Anche il legame parentale fra nonno e nipote consente di presumere che il secondo subisca un pregiudizio non patrimoniale in conseguenza della morte del primo (e viceversa) e ciò anche in difetto di un rapporto di convivenza, che può costituire semmai un elemento probatorio utile a dimostrarne l'ampiezza e la profondità.
Mercoledi 23 Ottobre 2024 |
Tale principio è stato ribadito dalla Corte di Cassazione nell'ordinanza n. 25200/2024.
Il caso: Tizio + altri convenivano in giudizio il Comune di A, per ottenere il risarcimento dei danni ai sensi dell'art. 2051 c.c., esponendo che un gruppo di giovani, tra i quali il loro congiunto Caio giocavano a pallone presso il piazzale antistante la scuola media: nel corso della partita Caio scavalcava la recinzione per recuperare il pallone finito oltre e, nel fare rientro nel piazzale mentre scavalcava nuovamente la recinzione appoggiandosi ad un lampione privo di corpo illuminante, decedeva per folgorazione.

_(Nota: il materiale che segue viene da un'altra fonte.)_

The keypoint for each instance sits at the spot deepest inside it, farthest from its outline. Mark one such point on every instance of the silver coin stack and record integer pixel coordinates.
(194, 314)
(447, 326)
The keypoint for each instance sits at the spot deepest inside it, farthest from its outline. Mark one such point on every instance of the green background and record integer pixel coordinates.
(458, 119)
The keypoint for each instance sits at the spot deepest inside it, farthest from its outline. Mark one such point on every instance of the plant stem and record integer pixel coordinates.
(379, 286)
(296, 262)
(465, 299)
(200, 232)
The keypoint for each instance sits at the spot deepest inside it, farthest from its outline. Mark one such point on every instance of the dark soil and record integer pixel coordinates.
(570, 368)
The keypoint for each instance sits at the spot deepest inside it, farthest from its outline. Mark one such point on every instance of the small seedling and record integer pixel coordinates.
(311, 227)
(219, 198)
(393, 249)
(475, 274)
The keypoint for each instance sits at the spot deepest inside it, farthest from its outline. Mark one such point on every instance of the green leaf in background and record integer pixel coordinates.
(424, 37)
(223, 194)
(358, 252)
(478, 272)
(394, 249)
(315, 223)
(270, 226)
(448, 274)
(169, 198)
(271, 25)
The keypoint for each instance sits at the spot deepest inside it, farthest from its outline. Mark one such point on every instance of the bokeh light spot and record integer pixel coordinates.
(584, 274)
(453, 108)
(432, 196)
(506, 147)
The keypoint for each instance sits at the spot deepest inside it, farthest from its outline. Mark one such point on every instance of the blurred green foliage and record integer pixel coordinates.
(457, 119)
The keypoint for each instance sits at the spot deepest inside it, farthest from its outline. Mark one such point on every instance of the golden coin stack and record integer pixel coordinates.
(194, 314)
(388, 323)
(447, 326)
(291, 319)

Il Tribunale dichiarava l'inammissibilità della domanda; la Corte d'Appello, accogliendo la domanda dei parenti di Caio, riformava la sentenza del Tribunale e condannava il Comune al risarcimento del danno.
Il Comune ricorre in Cassazione, deducendo, tra i vari motivi, anche la violazione degli artt. 116 c.p.c. in relazione agli artt. 2043 e 2051 c.c. (art. 360, comma 1, nn. 3 e 5, c.p.c.): la Corte avrebbe illegittimamente riconosciuto il danno a parenti non conviventi che non avevano diritto risarcitorio, e per aver quantificato il danno in misura eccessiva sulla base di una asserita valutazione in forza della c.t.u. psicologica disposta, omettendo i rilievi difensivi tecnici di parte con i quali si osservava l'assenza di qualsivoglia cura psicoterapica da parte dei congiunti conviventi e no.
Per la Cassazione il motivo è inammissibile: sul punto gli Ermellini ribadiscono che:
a) in caso di domanda di risarcimento del danno non patrimoniale "da uccisione", proposta iure proprio dai congiunti dell'ucciso, questi ultimi devono provare la effettività e la consistenza della relazione parentale, rispetto alla quale il rapporto di convivenza non assurge a connotato minimo di esistenza, ma può costituire elemento probatorio utile a dimostrarne l'ampiezza e la profondità, e ciò anche ove l'azione sia proposta dal nipote per la perdita del nonno;
b) infatti, non essendo condivisibile limitare la "società naturale", cui fa riferimento l'art. 29 Cost., all'ambito ristretto della sola cd. "famiglia nucleare", il rapporto nonni-nipoti non può essere ancorato alla convivenza, per essere ritenuto giuridicamente qualificato e rilevante, escludendo automaticamente, nel caso di non sussistenza della stessa, la possibilità per tali congiunti di provare in concreto l'esistenza di rapporti costanti di reciproco affetto e solidarietà con il familiare defunto;
c) anche il legame parentale fra nonno e nipote consente di presumere che il secondo subisca un pregiudizio non patrimoniale in conseguenza della morte del primo (per la perdita della relazione con una figura di riferimento e dei correlati rapporti di affetto e di solidarietà familiare) e ciò anche in difetto di un rapporto di convivenza, fatta salva, ovviamente, la necessità di considerare l'effettività e la consistenza della relazione parentale ai fini della liquidazione del danno.